First we salute Christopher Columbus, a wise mariner and colonizer. Mostly we think of him as a great navigator but let’s not forget that he also had to raise his own money for his adventures by “pitching” his plans around Europe. On May 1, 1486, Columbus laid out his plans before Queen Isabella, of Spain, who funded the project. Columbus then built, manned and supplied a three ship unit.

Christopher Columbus

Portrait by Alejo Fernández, painted between 1505 and 1536. Photo by historian Manuel Rosa.

Christopher Columbus faced immense challenges.  His critics said the earth was flat and he would fall off.  Few people had any idea how large the earth was or the distances between unexplored places.  And finally, Chistopher Columbus had no accurate timepiece. Estimating longitude depends on accurate time measurement. No reliable chronometer existed in the 14th and 15th centuries. Time was kept on board ship by the use of sand filled hour glasses which had to be watched and turned hourly.  

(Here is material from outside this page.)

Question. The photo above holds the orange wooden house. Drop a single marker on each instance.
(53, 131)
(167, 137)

As a former Naval Officer who had to raise money, give some “pitches” and navigate in my own life, at sea and ashore, I have the deepest admiration for Christopher Columbus and his tenacity.

Pretty cool guy.

Notes from the shop

My wife and I run a small business — but she does all the work. I admit it!

I try to sit quietly at the computer doing research and cranking out newspaper articles.

And I also tell stories to people purely for the entertainment and fellowship (and I don’t mean just men: no offense intended to the women out there!).

Today I told stories about Columbus.

One customer today was born in Bolivia and I told him he might not be here if not for Chris Columbus. I told him he has two ties to Columbus: his life in the Americas and his Spanish language.  The Bolivian man was impressed that Columbus found this land but he also convinced a  Spanish Queen to fund the quest!

Another customer, who is a 49 year old mailman who walks five miles every day, was born in Brazil. He thought Columbus did an incredible job at navigation and said, “Whenever I get a new route I need a map. Columbus followed the stars and his dream.”

A woman born in Thailand added that the key to life is hope, your dream and determination. She thought Columbus would say that if he lived today.

Like a lot of Asian-Americans she spent time at sea as a refugee.

One customer, named Shaka, told me he is named for the greatest warrior of all time: Shaka who united the  Zulu nation in Africa. He said Shaka is viewed and respected for his military adeptness like Attila the Hun or Alexander the Great.  He said that Columbus was just as important as Shaka and maybe more so because Columbus had no idea what he would find or quite how he would find it.  In fact, Columbus was searching for India (that is why Native Americans have been referred to as “Indians”).

I told two day laborers born in Guatamala that Columbus probably landed closer to what is today Guatamala than say New York! Their response: “We don’t know much because all we do is work.”

All we do is work: a common thread among many of first generation American immigrants.

Finally, my own wife escaped Vietnam with the “Boat People” after the fall of Saigon in 1975.   She has no love of the sea’s vastness and perils.

About Columbus she said, “Don’t even think about it. He has to make that trip without me in the crew.”